This directory contains examples demonstrating how to use the Helicone AI SDK Provider with the Vercel AI SDK.

Setup

  1. Install dependencies:
npm install
  1. Create a .env file in the root directory with your Helicone API key:
HELICONE_API_KEY=your_api_key_here

Running Examples

You can run any example using tsx:

npx tsx examples/basic.ts
npx tsx examples/streaming.ts
npx tsx examples/advanced-tracking.ts
npx tsx examples/multiple-providers.ts
npx tsx examples/tool-calling.ts
npx tsx examples/stream-tool-calling.ts
npx tsx examples/streamText-tools-properties.ts
npx tsx examples/prompts.ts
npx tsx examples/agent-tools.ts
npx tsx examples/agents-json.ts
npx tsx examples/agents-zod.ts
npx tsx examples/validate-ui-messages.ts

Available Examples

basic.ts

Simple text generation example showing basic usage of the Helicone provider.

streaming.ts

Demonstrates streaming responses from the model.

advanced-tracking.ts

Shows how to use advanced tracking features like session IDs, user IDs, custom properties, tags, and caching.

multiple-providers.ts

Example of using multiple AI providers (OpenAI and Anthropic) through Helicone.

tool-calling.ts

Comprehensive example demonstrating how to use tool calling (function calling) with generateText.

Note: generateText returns tool call requests but does not execute them automatically.
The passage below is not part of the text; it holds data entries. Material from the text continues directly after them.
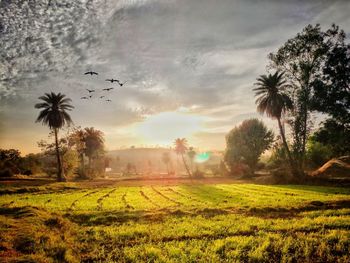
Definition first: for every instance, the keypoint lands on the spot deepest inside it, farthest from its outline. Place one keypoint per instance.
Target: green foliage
(70, 162)
(9, 162)
(245, 144)
(335, 136)
(331, 88)
(312, 62)
(54, 114)
(180, 149)
(317, 153)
For automatic tool execution, see stream-tool-calling.ts.

stream-tool-calling.ts

Demonstrates streaming with tool calling using streamText. Shows how to handle tool calls and results in a streaming context, including processing fullStream chunks for text deltas, tool calls, and tool results. Includes weather and calculation tools with automatic execution.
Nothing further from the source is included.